Wahay! First real achievement complete :-)
Front & Back Joins
You should have quarter-sawn pieces of wood for the front and back, so there is a nice book-matched grain on both pieces for each of the front and back. I joined each of the two pieces for the front and back before planing them. Not sure it matters if you plane them before or after, but I thought it would be better to join first and then plane as one large piece for the front and one large piece for the back, to ensure even consistency across the middle join for each.   Just personal preference I guess. The idea here is to glue them together with absolutely no gap in the middle between the pieces across the full length of the wood. Sounds easy right? Wrong! It's actually very difficult - we're talking getting an absolutely perfect straight edge on each piece of wood using a hand tool (plane), to achieve a perfect join with not even 0.1mm of a gap - it can be time consuming to achieve this.  I used a very long heavy plane to try to get a good straight edge on each piece of wood. Then I put the pieces together and checked carefully for any gaps along the length of the join. Best to have a lightbox or a very strong light and hold the pieces against the the light. It is very difficult to achieve a perfect join and again takes some time to get it right. Mark any gaps in the join on the wood with chalk so you know where to concentrate the plane, but I found using long strokes and cutting back each time if it was too much of a gap was the only way to get a good join, as otherwise you spend a lot of time over-correcting small dips or highs across the length of the wood.
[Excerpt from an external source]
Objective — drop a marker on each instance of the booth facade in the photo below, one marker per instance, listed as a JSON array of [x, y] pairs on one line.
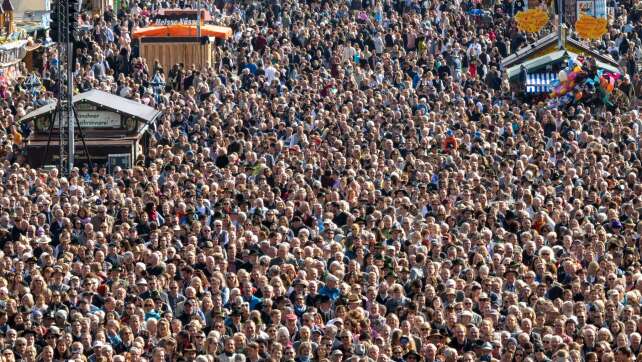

When the back pieces had a good join with no gaps, I glued them together with Titebond (Original) glue - this is the  best glue for this type of work in my opinion, as it has a 10 min pre-dry time to work with and can wipe it off with a bit of wet cloth fairly easily during this time. My clamping arrangement was like this, left overnight (using Klemsia Cam clamps). I had a large board with a solid wooden strip screwed into it. Then I put some wooden triangular splints between wooden strip and the clamps at one end, while the clamps put pressure on the sides of the wood at the other end:





I did the front pieces the same way. To give you an idea of how the sides look against the front  (as well the rosette which is the only thing I decided not to make myself - it came from eBay from Ecuador), here is how it looks. Nothing glued together yet and the rosette to be glued in later, just all carefully placed in the picture :-). Those end blocks are mahogony which I also started shaping, but we'll see those glued in later in the blog:



Making the Guitar Body Frame

BASIC JOIN

So now it was time to beef up the guitar body and make it all hold together like a guitar body should be. I had roughly cut the mahogony end blocks and made them to specification further as per my plans. I then did a dry run with the two sides to cut down the ends so they matched perfectly in the middle against the end blocks. I then glued them together. 

ADDING THE KERFING

Kerfing can be bought from a luthier supplier and gives the body structural integrity. It is a flexible strip of wood, made from mahogony in this case, with triangular shaped sections that you glue on to the edges of the sides for as the skeleton of the guitar body; it also joins the sides to the front and back pieces, as well as serving as a frame for the binding. It's easy to break the kerfing, but it tends to happen especially around the middle of the side bends and isn't the end of the world really. As long as you can still glue them in the right shape. I glued mine like this, clamping them simply with clothes pegs, but with a couple of stronger clamps for the mid-section:





Once this is all on, it feels more like a guitar already! Next step is to shape the back and front pieces.